The Ocean Resilience and Climate Alliance (ORCA) is a philanthropic initiative that seeks to identify and fund ocean-climate solutions across mitigation, sequestration, adaptation, and resilience. ORCA’s principal function is to provide a surge of more than $250 million dollars in grants over four years to catalyze work across a handful of immediate ocean-climate priorities. These priorities have been developed in consultation with the ocean and climate donor communities, and were honed in collaboration with potential grantees.
View Press ReleaseWe have long known that the marine environment and coastal communities are at profound risk from climate change. Ocean acidification and deoxygenation, rising seas, shifting stocks, superstorms, empty nets—climate change will have enormous effects on ocean health, and it threatens a future mass extinction event. These effects have already begun, and they are accelerating. Simultaneously, the well-being of 1.4 billion people in low elevation regions, whose livelihoods often depend on the ocean, is in jeopardy.
Recent analysis shows that ocean-based climate interventions could represent nearly half of the carbon solutions needed to keep warming below 2°C, if scaled to their fullest potential. Efforts across ocean energy, coastal habitat restoration, shipping, and carbon dioxide removal will be components of this decade’s fight against climate change but have not been prioritized to date. In tandem, conservation professionals have begun exploring how we can strengthen and adapt traditional conservation priorities to be more durable in the face of climate change, improving the resilience of marine ecosystems and protecting those coastal communities most at risk.
The ocean and climate are both underfunded areas; the nexus between them is even more overlooked. Climate funding received just two percent of total philanthropic giving in 2020, and ocean conservation received less than one percent. Funding at the intersection of ocean and climate amounted, in aggregate, to less than one one-hundredth of one percent of total philanthropic giving. The ocean funding community has not seriously prioritized climate interventions until recently (outside of resilience), and climate funders have not invested in ocean-based solutions at scale, leaving this field undeveloped. Funding has crept up in the last three years, but most of that growth has been incremental, due to both resource constraints and capacity constraints in the field. Insufficient scale is the defining barrier across all ocean-climate work today.

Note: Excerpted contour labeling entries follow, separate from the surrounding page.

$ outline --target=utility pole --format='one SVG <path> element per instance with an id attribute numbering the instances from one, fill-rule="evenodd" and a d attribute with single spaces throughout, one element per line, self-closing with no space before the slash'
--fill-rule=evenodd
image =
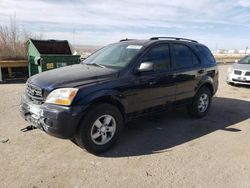
<path id="1" fill-rule="evenodd" d="M 248 46 L 246 47 L 245 55 L 247 55 Z"/>

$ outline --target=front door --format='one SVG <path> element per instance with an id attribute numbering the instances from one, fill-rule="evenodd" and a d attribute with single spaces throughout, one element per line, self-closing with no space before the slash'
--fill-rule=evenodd
<path id="1" fill-rule="evenodd" d="M 173 102 L 175 83 L 169 44 L 153 46 L 139 62 L 152 62 L 154 71 L 134 76 L 134 88 L 129 92 L 132 95 L 127 97 L 128 111 L 141 111 Z"/>

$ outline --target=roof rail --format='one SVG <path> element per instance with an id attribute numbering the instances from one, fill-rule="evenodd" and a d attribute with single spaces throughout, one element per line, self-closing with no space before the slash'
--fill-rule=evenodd
<path id="1" fill-rule="evenodd" d="M 198 41 L 196 41 L 196 40 L 186 39 L 186 38 L 178 38 L 178 37 L 152 37 L 152 38 L 150 38 L 150 40 L 160 40 L 160 39 L 182 40 L 182 41 L 198 43 Z"/>
<path id="2" fill-rule="evenodd" d="M 123 42 L 123 41 L 129 41 L 129 40 L 134 40 L 134 39 L 128 39 L 128 38 L 125 38 L 125 39 L 121 39 L 120 42 Z"/>

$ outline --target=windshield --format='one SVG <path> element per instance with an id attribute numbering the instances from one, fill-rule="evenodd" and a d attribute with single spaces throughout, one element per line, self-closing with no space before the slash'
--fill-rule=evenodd
<path id="1" fill-rule="evenodd" d="M 138 54 L 141 48 L 141 45 L 126 43 L 111 44 L 88 57 L 83 63 L 103 67 L 123 68 Z"/>
<path id="2" fill-rule="evenodd" d="M 239 64 L 249 64 L 250 65 L 250 56 L 246 56 L 239 61 Z"/>

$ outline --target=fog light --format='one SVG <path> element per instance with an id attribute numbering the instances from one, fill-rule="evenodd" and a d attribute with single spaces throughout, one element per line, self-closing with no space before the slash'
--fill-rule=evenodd
<path id="1" fill-rule="evenodd" d="M 48 118 L 45 118 L 45 119 L 44 119 L 44 123 L 45 123 L 46 125 L 50 126 L 50 127 L 53 127 L 53 122 L 52 122 L 50 119 L 48 119 Z"/>

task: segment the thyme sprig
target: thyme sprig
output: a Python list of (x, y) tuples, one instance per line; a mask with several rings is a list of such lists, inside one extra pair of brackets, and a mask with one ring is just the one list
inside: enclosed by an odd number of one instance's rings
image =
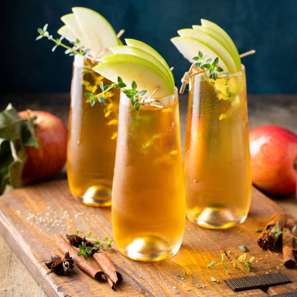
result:
[[(91, 106), (93, 106), (96, 103), (96, 99), (101, 105), (104, 104), (105, 98), (104, 97), (104, 93), (109, 91), (113, 88), (117, 88), (118, 89), (124, 89), (127, 86), (122, 79), (119, 77), (117, 77), (117, 82), (113, 82), (111, 84), (106, 84), (104, 85), (103, 82), (100, 84), (100, 87), (102, 92), (98, 95), (95, 95), (92, 93), (85, 93), (84, 96), (91, 99), (90, 104)], [(132, 106), (135, 107), (136, 110), (139, 110), (140, 108), (140, 100), (141, 99), (141, 96), (144, 96), (146, 93), (146, 90), (141, 90), (138, 91), (136, 89), (137, 85), (134, 81), (132, 82), (131, 89), (124, 89), (123, 93), (126, 94), (126, 96), (130, 98)]]
[[(77, 230), (76, 231), (76, 235), (80, 235), (79, 231)], [(87, 238), (88, 241), (92, 241), (94, 242), (94, 245), (93, 247), (87, 247), (85, 245), (85, 243), (83, 241), (82, 242), (82, 244), (79, 245), (79, 248), (80, 251), (77, 253), (78, 256), (82, 256), (85, 260), (87, 259), (88, 256), (91, 256), (93, 253), (93, 250), (97, 250), (99, 248), (102, 250), (104, 249), (104, 245), (105, 246), (106, 248), (110, 248), (112, 247), (111, 243), (114, 241), (113, 239), (109, 239), (108, 237), (105, 237), (102, 240), (100, 240), (97, 239), (97, 236), (95, 236), (94, 238), (91, 238), (91, 235), (92, 232), (90, 232), (86, 236), (86, 239)]]
[(193, 58), (193, 60), (198, 61), (194, 64), (194, 66), (198, 67), (201, 70), (205, 70), (205, 76), (213, 79), (214, 81), (215, 81), (217, 77), (220, 75), (222, 77), (229, 76), (228, 72), (223, 72), (224, 69), (217, 66), (219, 62), (219, 59), (217, 57), (214, 59), (212, 63), (213, 59), (208, 57), (208, 55), (204, 56), (203, 54), (199, 50), (198, 56)]
[(275, 227), (274, 227), (271, 229), (271, 232), (276, 232), (275, 235), (275, 239), (277, 240), (279, 236), (281, 234), (286, 234), (288, 236), (291, 236), (295, 243), (297, 243), (297, 237), (295, 236), (294, 235), (294, 232), (296, 231), (296, 228), (297, 228), (297, 225), (295, 225), (292, 229), (292, 232), (290, 232), (290, 230), (288, 229), (286, 229), (284, 231), (282, 231), (280, 229), (280, 224), (279, 223), (279, 221), (277, 221), (277, 222), (275, 224)]
[(224, 254), (222, 254), (222, 260), (220, 263), (218, 263), (215, 261), (212, 261), (210, 264), (207, 264), (207, 268), (210, 268), (211, 267), (215, 267), (217, 265), (223, 265), (226, 270), (227, 274), (229, 274), (229, 269), (226, 265), (226, 264), (233, 264), (233, 267), (236, 266), (236, 263), (243, 263), (245, 264), (247, 270), (249, 272), (249, 266), (252, 265), (252, 262), (255, 260), (254, 257), (252, 257), (248, 260), (246, 260), (246, 254), (245, 253), (241, 255), (238, 257), (238, 259), (234, 261), (228, 261), (226, 262), (224, 260)]
[(48, 24), (46, 24), (42, 29), (41, 28), (37, 29), (37, 32), (39, 33), (39, 35), (37, 36), (35, 40), (38, 40), (45, 37), (47, 37), (49, 40), (53, 41), (55, 43), (55, 45), (51, 49), (51, 51), (54, 51), (58, 47), (61, 46), (66, 49), (65, 54), (66, 55), (68, 54), (69, 56), (74, 56), (76, 54), (79, 54), (83, 56), (88, 56), (88, 52), (90, 50), (85, 49), (84, 47), (81, 45), (81, 41), (79, 39), (77, 38), (75, 41), (69, 42), (73, 44), (73, 46), (72, 47), (69, 47), (62, 43), (62, 41), (64, 38), (63, 36), (61, 36), (60, 38), (55, 39), (53, 38), (52, 35), (50, 35), (47, 31), (48, 26)]

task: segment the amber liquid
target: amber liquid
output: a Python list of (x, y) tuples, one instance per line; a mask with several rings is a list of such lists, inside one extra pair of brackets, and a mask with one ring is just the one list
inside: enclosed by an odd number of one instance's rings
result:
[(121, 95), (112, 225), (119, 250), (135, 260), (172, 256), (182, 238), (185, 206), (177, 94), (169, 101), (163, 108), (145, 106), (137, 112)]
[(184, 158), (187, 216), (202, 227), (229, 228), (245, 219), (250, 203), (244, 70), (215, 82), (194, 77)]
[(101, 92), (101, 82), (104, 85), (111, 83), (92, 70), (82, 57), (75, 56), (71, 82), (67, 174), (72, 194), (84, 204), (94, 206), (111, 204), (118, 116), (118, 90), (113, 89), (107, 94), (103, 106), (97, 101), (91, 107), (90, 100), (84, 95), (85, 93)]

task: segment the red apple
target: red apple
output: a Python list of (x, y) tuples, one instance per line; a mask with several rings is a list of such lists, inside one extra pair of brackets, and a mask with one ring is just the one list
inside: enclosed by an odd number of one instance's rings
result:
[(277, 126), (262, 126), (249, 132), (252, 180), (274, 195), (295, 190), (297, 135)]
[(25, 118), (28, 115), (36, 117), (35, 135), (39, 145), (38, 148), (26, 148), (28, 161), (24, 166), (22, 181), (27, 183), (54, 177), (66, 161), (66, 126), (58, 117), (46, 112), (24, 111), (18, 114)]

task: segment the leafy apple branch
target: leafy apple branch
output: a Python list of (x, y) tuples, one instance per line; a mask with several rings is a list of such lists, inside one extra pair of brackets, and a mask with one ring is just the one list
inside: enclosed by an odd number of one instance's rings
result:
[(125, 89), (124, 88), (127, 86), (126, 83), (123, 82), (123, 80), (119, 77), (117, 77), (117, 82), (113, 82), (111, 84), (107, 84), (104, 85), (103, 82), (100, 84), (100, 87), (102, 92), (98, 95), (95, 95), (92, 93), (85, 93), (84, 96), (91, 99), (91, 106), (93, 106), (96, 103), (96, 99), (101, 105), (104, 104), (105, 98), (104, 97), (104, 93), (109, 91), (113, 88), (117, 88), (118, 89), (123, 89), (122, 91), (126, 96), (130, 99), (131, 104), (132, 106), (134, 106), (136, 110), (138, 111), (140, 108), (140, 101), (141, 99), (141, 96), (144, 96), (146, 93), (146, 90), (141, 90), (138, 91), (136, 89), (137, 85), (134, 81), (132, 82), (132, 89)]
[(222, 254), (222, 260), (220, 263), (218, 263), (215, 261), (212, 261), (210, 264), (207, 264), (207, 268), (209, 269), (211, 267), (215, 267), (218, 265), (223, 265), (225, 268), (226, 273), (227, 274), (229, 274), (229, 269), (226, 265), (226, 264), (232, 264), (233, 267), (236, 267), (236, 263), (243, 263), (245, 264), (248, 271), (249, 272), (249, 266), (252, 265), (252, 262), (255, 260), (255, 257), (252, 257), (248, 260), (246, 260), (246, 254), (245, 253), (239, 256), (237, 260), (234, 261), (228, 261), (226, 262), (224, 260), (224, 254)]
[(294, 234), (295, 231), (296, 231), (296, 229), (297, 228), (297, 225), (295, 225), (292, 229), (292, 232), (290, 232), (290, 230), (288, 229), (286, 229), (284, 231), (282, 231), (280, 229), (280, 224), (279, 223), (279, 221), (277, 221), (277, 222), (275, 224), (275, 227), (272, 228), (271, 229), (271, 232), (276, 232), (275, 235), (275, 239), (277, 240), (279, 236), (281, 234), (287, 234), (288, 236), (291, 236), (294, 242), (295, 243), (297, 243), (297, 237), (294, 236)]

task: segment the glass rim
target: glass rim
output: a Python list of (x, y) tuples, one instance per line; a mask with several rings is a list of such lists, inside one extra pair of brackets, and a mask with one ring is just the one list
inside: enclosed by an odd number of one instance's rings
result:
[[(229, 76), (226, 76), (226, 77), (222, 77), (218, 76), (218, 77), (217, 77), (217, 78), (216, 79), (217, 80), (222, 79), (227, 79), (227, 78), (230, 78), (231, 77), (236, 77), (236, 76), (239, 76), (240, 75), (241, 75), (244, 72), (244, 71), (245, 71), (246, 67), (245, 67), (245, 66), (242, 63), (241, 63), (240, 65), (241, 66), (241, 70), (240, 70), (239, 71), (237, 71), (237, 72), (235, 72), (234, 73), (230, 74)], [(195, 68), (199, 69), (197, 67), (195, 67), (194, 66), (194, 67), (193, 67), (193, 69), (195, 70)], [(193, 72), (193, 70), (192, 70), (192, 73), (195, 73), (195, 72)], [(198, 74), (198, 75), (200, 77), (202, 77), (204, 79), (207, 79), (207, 80), (210, 80), (212, 79), (210, 79), (208, 77), (206, 77), (205, 75), (204, 75), (204, 73), (199, 73), (199, 74)], [(195, 77), (195, 76), (194, 77)]]

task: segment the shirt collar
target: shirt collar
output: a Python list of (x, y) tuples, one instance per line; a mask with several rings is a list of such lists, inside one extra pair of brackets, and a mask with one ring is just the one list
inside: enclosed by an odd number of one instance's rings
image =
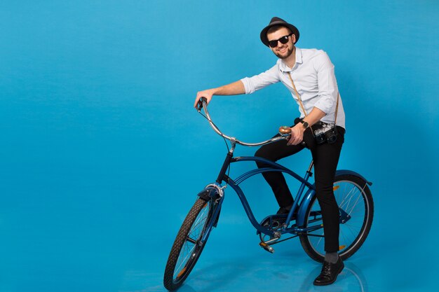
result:
[[(299, 64), (303, 63), (302, 50), (297, 47), (296, 47), (296, 63), (299, 63)], [(287, 65), (285, 65), (285, 64), (282, 61), (281, 59), (279, 59), (278, 60), (278, 64), (279, 65), (279, 69), (283, 72), (290, 72), (292, 71), (292, 69), (290, 69)]]

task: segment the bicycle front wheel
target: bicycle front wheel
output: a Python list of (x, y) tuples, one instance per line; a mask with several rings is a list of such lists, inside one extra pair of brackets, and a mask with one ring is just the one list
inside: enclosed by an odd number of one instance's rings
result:
[[(340, 212), (339, 255), (342, 260), (351, 256), (366, 239), (374, 216), (370, 190), (363, 179), (349, 174), (337, 176), (334, 195)], [(306, 212), (304, 228), (313, 230), (300, 235), (300, 243), (312, 259), (325, 260), (325, 234), (320, 207), (314, 196)]]
[(210, 232), (208, 225), (214, 209), (211, 200), (198, 198), (183, 221), (165, 269), (163, 284), (168, 290), (175, 290), (183, 284), (200, 257)]

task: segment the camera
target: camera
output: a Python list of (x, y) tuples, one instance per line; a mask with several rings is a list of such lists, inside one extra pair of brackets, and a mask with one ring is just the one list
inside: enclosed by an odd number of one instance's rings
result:
[(318, 144), (327, 142), (331, 144), (337, 141), (335, 124), (323, 123), (322, 127), (314, 130), (314, 138)]

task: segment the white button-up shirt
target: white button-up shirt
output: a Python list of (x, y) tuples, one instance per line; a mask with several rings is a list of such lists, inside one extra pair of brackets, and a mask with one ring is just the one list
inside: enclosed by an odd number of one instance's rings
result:
[[(296, 47), (296, 63), (292, 68), (288, 67), (279, 59), (276, 65), (265, 72), (241, 79), (245, 88), (245, 94), (252, 93), (281, 81), (288, 88), (297, 104), (299, 104), (287, 72), (291, 74), (306, 114), (316, 107), (326, 113), (321, 119), (323, 122), (333, 123), (339, 90), (334, 65), (326, 53), (322, 50), (300, 49)], [(301, 118), (304, 118), (305, 114), (300, 105), (299, 111)], [(344, 110), (340, 97), (336, 124), (344, 128)]]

Together, we propose cultivating and funding a portfolio of the most important ocean-climate interventions that can be scaled today. To reduce carbon emissions, we can promote ocean-based renewables, decarbonize the global shipping sector, and fight the expansion of offshore oil and gas. To draw down existing atmospheric carbon, we can protect and restore blue carbon habitats and develop novel ocean carbon dioxide removal technologies. To improve the resilience of ocean ecosystems, we can help safeguard the Arctic and work to achieve 30×30. And to help vulnerable communities adapt, we can build a movement of engaged communities in the Global South with secured tenure rights and united in opposition to fossil fuel expansion.